MV_HYPERGEOM

Overview

The MV_HYPERGEOM function computes statistical properties of the multivariate hypergeometric distribution, a generalization of the standard hypergeometric distribution to populations containing more than two types of objects. This distribution models the probability of drawing specific quantities of each object type when sampling without replacement from a finite population.

The multivariate hypergeometric distribution arises naturally in urn-model problems and quality control scenarios where a sample is drawn from a heterogeneous population. For example, consider an urn containing balls of k different colors with m_1, m_2, \ldots, m_k balls of each color respectively. If n balls are drawn without replacement, the multivariate hypergeometric distribution describes the joint probability of drawing exactly x_1, x_2, \ldots, x_k balls of each color.

The probability mass function (PMF) is defined as:

P(X_1 = x_1, X_2 = x_2, \ldots, X_k = x_k) = \frac{\binom{m_1}{x_1}\binom{m_2}{x_2}\cdots\binom{m_k}{x_k}}{\binom{M}{n}}

where m_i represents the number of objects of type i in the population, M = \sum_{i=1}^{k} m_i is the total population size, and n is the sample size with the constraint that \sum_{i=1}^{k} x_i = n.

This implementation uses the SciPy library’s multivariate_hypergeom class from the scipy.stats module. The function supports multiple computational methods: pmf for the probability mass function, logpmf for the natural logarithm of the PMF (useful for numerical stability with small probabilities), mean and var for the expected value and variance of each component, cov for the full covariance matrix, and rvs for generating random samples. For additional technical details, see the SciPy multivariate_hypergeom documentation.

When the population contains only two object types, the multivariate hypergeometric distribution reduces to the univariate hypergeometric distribution. For theoretical background on urn models and this distribution, see Random Services: Multivariate Hypergeometric Distribution.

This example function is provided as-is without any representation of accuracy.

Excel Usage

=MV_HYPERGEOM(x, m, n, mvh_method, size)
  • x (list[list], optional, default: null): Number of objects of each type drawn from the population. Required for ‘pmf’ and ‘logpmf’ methods.
  • m (list[list], optional, default: null): Number of objects of each type in the population.
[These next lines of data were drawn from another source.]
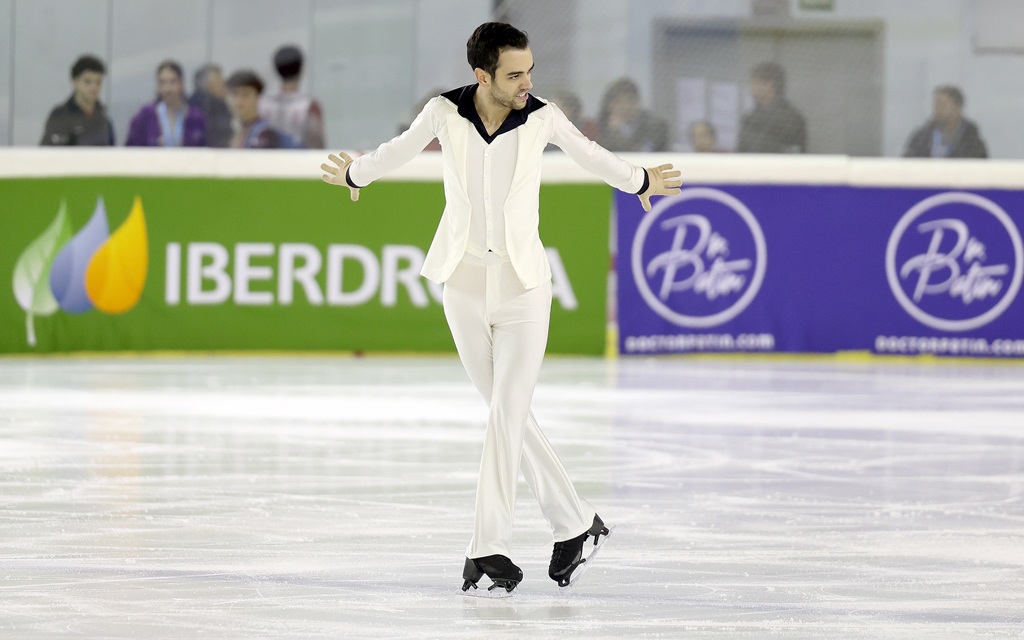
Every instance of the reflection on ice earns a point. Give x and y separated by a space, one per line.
317 497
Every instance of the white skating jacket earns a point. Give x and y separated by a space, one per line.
451 118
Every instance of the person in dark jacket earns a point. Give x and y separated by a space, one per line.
169 121
948 133
82 120
774 126
625 126
209 97
251 131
Single row with columns for each type.
  • n (list[list], optional, default: null): Number of samples drawn from the population. Single-element 2D list.
  • mvh_method (str, optional, default: “pmf”): Computation method to use.
  • size (int, optional, default: null): Number of random samples to draw when method is ‘rvs’.
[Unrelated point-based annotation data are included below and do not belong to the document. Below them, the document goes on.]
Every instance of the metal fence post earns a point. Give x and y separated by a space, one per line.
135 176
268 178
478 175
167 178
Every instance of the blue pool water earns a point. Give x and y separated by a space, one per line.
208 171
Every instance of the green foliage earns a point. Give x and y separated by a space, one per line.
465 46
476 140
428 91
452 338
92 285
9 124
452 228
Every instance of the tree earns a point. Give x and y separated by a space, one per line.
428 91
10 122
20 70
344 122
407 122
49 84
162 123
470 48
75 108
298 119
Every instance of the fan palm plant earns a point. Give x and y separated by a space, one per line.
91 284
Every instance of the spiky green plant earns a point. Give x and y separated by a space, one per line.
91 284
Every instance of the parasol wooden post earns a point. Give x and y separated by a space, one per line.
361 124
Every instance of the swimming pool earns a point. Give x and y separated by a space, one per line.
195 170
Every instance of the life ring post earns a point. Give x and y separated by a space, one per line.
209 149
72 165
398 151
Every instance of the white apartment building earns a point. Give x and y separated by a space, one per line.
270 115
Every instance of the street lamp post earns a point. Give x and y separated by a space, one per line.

Returns (list[list]): 2D list of results, or error message string.

Examples

Example 1: Basic PMF calculation

Inputs:

x m n mvh_method
3 2 1 10 8 6 6 pmf

Excel formula:

=MV_HYPERGEOM({3,2,1}, {10,8,6}, 6, "pmf")

Expected output:

Result
0.1498

Example 2: Log-PMF calculation

Inputs:

x m n mvh_method
3 2 1 10 8 6 6 logpmf

Excel formula:

=MV_HYPERGEOM({3,2,1}, {10,8,6}, 6, "logpmf")

Expected output:

Result
-1.8986

Example 3: Mean calculation

Inputs:

m n mvh_method
10 8 6 6 mean

Excel formula:

=MV_HYPERGEOM({10,8,6}, 6, "mean")

Expected output:

Result
2.5 2 1.5

Example 4: Variance calculation

Inputs:

m n mvh_method
10 8 6 6 var

Excel formula:

=MV_HYPERGEOM({10,8,6}, 6, "var")

Expected output:

Result
1.141 1.043 0.8804

Example 5: Covariance matrix calculation

Inputs:

m n mvh_method
10 8 6 6 cov

Excel formula:

=MV_HYPERGEOM({10,8,6}, 6, "cov")

Expected output:

Result
1.141 -0.6522 -0.4891
-0.6522 1.043 -0.3913
-0.4891 -0.3913 0.8804

Example 6: Random variates generation

Inputs:

m n mvh_method size
10 8 6 6 rvs 3

Excel formula:

=MV_HYPERGEOM({10,8,6}, 6, "rvs", 3)

Expected output:

"non-error"

Python Code

from scipy.stats import multivariate_hypergeom as scipy_multivariate_hypergeom

def mv_hypergeom(x=None, m=None, n=None, mvh_method='pmf', size=None):
    """
    Computes probability mass function, log-PMF, mean, variance, covariance, or draws random samples from a multivariate hypergeometric distribution.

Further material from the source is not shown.